August's Crash Warns of Premature Tightening Policy

The interest rate hike at the end of July and BOJ Governor Ueda's forward-looking monetary tightening statement triggered a shocking 25%- or 10,500-yen plunge in the Nikkei Stock Average. The following week, Deputy Governor Uchida's statement to the effect that “we do not raise interest rates at a dangerous time on purpose” brought about a sharp recovery in stock prices, clearly indicating that the sharp drop in stock prices was a warning against premature policy changes. Nevertheless, during August, Governor Ueda and Council Members Takada, Nakagawa, and Tamura all made speeches with a bias toward raising interest rates, which has increased the market's skepticism.

 

Japan has a bitter experience of prematurely tightening monetary and fiscal policies, which resulted in a lost decade that turned into a lost 30 years. The total market value of Japan's national wealth, including land and stocks, peaked at 3,142 trillion yen at the end of 1989 and bottomed out at 1,723 trillion yen at the end of 2002, but fell further after the GFC to 1,512 trillion yen at the end of 2011 (and has recovered remarkably to 2,410 trillion yen at the end of 2023). This double-dip recession could have been avoided if the right policies had been taken.

 

The possibility of a repeat of the Abenomics bull run, the Nikkei average of 100,000 yen in sight

If the Takaichi cabinet is formed, the BOJ will be asked to curb interest rate hikes and continue monetary easing. It will also launch an economic policy centered on a plan to support households, which are suffering from the adverse effects of real tax hikes due to inflation, and large-scale fiscal spending for growth and investment.

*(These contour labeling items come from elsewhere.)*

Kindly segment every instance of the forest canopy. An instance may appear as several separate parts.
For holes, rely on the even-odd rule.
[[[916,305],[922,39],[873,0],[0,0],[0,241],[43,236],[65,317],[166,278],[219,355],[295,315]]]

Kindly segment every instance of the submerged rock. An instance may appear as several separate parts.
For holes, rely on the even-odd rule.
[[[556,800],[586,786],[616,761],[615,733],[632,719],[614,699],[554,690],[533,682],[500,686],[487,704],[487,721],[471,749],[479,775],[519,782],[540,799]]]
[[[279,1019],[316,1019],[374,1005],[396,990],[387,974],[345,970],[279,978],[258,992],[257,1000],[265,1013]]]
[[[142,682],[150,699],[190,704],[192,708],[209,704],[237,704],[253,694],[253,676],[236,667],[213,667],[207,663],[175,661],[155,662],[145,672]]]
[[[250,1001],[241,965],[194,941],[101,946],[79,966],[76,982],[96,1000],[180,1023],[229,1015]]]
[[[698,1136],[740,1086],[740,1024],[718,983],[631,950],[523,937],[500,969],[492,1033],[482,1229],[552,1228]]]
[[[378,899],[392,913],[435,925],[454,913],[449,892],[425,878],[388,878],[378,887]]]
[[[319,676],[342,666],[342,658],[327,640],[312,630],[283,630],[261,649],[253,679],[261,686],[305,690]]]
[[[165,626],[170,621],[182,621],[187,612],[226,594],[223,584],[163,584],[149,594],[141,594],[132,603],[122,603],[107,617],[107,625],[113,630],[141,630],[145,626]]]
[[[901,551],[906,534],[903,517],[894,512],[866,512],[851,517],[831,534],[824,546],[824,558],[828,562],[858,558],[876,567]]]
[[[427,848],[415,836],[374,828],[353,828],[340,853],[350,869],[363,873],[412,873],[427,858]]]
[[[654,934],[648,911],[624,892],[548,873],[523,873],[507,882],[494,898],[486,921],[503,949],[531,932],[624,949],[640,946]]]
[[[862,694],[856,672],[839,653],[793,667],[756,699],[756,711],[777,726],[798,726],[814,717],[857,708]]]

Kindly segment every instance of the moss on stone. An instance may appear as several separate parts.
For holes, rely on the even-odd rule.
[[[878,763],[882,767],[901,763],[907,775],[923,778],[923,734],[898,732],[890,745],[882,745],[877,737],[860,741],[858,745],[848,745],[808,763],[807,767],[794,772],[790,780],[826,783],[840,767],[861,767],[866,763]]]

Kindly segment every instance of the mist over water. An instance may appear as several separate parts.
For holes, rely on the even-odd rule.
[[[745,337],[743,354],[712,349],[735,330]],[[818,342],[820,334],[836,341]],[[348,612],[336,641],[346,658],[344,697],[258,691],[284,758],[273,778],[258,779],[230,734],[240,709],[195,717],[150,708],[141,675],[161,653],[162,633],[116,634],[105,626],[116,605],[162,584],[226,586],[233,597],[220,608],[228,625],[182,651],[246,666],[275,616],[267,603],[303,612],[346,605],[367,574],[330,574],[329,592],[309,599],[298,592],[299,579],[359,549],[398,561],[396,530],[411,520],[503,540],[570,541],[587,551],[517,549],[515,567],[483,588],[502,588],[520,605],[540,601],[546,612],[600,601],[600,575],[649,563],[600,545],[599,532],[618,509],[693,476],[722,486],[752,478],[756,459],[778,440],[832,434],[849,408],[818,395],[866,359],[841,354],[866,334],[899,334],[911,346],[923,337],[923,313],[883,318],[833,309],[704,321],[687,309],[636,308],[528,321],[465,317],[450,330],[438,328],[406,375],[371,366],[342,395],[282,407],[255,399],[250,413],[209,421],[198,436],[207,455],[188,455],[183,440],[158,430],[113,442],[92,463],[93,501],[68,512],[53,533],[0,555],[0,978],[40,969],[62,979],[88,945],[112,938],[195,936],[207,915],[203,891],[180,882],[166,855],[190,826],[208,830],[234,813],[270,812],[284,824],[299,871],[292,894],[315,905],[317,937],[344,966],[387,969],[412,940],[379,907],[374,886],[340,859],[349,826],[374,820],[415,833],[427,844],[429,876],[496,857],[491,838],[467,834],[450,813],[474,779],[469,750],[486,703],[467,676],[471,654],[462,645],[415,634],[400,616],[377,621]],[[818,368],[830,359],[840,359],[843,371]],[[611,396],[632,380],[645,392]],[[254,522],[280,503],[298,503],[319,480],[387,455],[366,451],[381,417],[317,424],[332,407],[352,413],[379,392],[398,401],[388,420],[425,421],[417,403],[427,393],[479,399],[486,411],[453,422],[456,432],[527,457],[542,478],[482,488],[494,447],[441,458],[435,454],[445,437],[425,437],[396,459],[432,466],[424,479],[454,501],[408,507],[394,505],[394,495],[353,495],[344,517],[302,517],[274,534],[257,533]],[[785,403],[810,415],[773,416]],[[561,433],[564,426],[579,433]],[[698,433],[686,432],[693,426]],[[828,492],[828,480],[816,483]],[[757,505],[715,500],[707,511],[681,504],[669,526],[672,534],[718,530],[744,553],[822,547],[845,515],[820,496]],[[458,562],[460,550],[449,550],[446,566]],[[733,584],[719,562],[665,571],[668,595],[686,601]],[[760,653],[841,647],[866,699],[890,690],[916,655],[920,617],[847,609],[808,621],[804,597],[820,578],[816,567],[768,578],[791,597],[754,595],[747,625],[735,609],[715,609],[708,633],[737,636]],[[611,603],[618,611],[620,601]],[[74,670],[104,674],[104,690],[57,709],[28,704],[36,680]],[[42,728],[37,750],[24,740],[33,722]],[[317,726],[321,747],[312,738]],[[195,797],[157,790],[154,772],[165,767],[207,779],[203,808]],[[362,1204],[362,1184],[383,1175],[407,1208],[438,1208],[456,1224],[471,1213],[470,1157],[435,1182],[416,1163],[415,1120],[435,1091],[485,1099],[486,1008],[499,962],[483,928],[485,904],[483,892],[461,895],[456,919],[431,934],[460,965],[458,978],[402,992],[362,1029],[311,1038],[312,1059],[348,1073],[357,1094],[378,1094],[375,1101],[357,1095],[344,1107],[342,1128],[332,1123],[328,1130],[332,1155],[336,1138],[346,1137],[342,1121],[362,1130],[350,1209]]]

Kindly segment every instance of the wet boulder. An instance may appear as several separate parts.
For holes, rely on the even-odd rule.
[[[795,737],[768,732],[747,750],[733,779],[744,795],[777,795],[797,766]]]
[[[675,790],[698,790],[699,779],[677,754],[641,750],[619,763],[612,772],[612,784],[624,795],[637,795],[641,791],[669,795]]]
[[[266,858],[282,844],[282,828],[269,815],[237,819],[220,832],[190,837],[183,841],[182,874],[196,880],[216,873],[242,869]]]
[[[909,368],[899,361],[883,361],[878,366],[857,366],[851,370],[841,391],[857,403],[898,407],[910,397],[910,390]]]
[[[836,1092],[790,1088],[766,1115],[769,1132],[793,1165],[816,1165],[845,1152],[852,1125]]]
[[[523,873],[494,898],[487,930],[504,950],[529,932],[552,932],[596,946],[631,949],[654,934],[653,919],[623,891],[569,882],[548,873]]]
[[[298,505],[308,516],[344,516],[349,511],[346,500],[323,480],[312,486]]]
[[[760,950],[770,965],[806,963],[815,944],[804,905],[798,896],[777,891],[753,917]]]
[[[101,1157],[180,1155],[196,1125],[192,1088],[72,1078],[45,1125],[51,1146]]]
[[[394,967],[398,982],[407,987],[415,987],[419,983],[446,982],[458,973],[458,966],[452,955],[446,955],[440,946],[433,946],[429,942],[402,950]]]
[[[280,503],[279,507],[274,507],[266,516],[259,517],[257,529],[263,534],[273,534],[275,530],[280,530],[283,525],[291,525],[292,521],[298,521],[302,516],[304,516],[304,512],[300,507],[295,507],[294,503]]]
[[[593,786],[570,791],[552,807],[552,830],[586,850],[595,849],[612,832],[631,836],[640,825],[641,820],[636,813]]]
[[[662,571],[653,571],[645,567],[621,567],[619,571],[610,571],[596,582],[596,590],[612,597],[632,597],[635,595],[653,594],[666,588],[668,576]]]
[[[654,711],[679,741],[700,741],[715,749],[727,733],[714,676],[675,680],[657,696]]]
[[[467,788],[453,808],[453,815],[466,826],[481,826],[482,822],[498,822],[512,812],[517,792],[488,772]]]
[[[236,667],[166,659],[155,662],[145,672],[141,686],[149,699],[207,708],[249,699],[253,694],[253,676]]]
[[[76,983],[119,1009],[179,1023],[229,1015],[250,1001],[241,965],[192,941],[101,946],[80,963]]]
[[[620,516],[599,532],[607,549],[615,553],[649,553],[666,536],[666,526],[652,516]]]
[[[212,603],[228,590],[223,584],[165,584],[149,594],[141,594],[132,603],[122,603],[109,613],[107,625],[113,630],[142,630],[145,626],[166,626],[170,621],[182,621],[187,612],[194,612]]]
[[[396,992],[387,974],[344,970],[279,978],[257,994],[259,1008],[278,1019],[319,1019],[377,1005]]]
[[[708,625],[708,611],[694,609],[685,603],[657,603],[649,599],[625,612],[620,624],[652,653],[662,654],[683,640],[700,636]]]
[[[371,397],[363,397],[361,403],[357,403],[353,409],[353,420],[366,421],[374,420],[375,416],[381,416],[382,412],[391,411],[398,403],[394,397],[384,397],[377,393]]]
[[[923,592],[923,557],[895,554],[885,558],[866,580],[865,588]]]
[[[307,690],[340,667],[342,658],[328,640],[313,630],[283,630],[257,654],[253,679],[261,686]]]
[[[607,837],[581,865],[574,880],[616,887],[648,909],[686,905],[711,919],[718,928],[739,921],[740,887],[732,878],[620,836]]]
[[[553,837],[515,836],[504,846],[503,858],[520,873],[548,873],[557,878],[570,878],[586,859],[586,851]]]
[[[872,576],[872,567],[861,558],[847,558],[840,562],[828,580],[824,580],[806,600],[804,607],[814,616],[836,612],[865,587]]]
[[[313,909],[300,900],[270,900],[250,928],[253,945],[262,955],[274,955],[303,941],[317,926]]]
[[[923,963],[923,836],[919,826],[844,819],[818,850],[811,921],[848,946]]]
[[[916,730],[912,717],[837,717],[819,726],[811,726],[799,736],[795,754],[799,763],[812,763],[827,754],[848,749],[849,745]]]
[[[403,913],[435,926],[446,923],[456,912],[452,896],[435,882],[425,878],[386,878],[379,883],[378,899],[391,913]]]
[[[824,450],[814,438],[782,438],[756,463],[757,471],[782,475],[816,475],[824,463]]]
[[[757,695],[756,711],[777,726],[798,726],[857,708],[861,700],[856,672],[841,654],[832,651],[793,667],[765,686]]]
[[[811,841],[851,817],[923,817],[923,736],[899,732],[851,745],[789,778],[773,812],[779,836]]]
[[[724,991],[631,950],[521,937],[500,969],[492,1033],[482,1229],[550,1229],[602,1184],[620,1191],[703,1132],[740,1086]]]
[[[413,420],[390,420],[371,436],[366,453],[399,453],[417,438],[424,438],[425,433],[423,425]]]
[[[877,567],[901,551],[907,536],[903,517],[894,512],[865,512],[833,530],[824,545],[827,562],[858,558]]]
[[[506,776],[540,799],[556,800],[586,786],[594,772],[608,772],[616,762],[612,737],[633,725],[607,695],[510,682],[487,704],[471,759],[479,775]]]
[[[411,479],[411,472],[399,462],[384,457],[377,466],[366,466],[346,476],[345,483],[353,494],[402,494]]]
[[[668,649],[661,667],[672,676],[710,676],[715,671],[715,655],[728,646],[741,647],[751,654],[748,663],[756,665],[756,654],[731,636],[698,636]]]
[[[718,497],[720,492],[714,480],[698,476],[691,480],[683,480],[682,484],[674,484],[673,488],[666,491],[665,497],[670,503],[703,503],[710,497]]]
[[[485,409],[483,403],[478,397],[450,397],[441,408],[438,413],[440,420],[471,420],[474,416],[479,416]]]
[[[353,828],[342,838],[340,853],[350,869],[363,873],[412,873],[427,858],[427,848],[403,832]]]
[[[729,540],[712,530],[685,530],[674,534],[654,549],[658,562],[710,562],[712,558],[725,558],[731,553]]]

The creation of a “high-pressure economy” in the U.S. style, where aggregate demand exceeds aggregate supply, has become Takaichi's catchphrase. This will lead to an increase in real wages through increased corporate investment and productivity growth. She will probably hold a general dissolution election before the end of the year with economic policy as the issue.

 

If the Takaichi cabinet is formed, the possibility of a stock price rise on a similar scale will increase. The dream of the Nikkei 225 reaching 100,000 yen in 5 to 10 years may become a reality.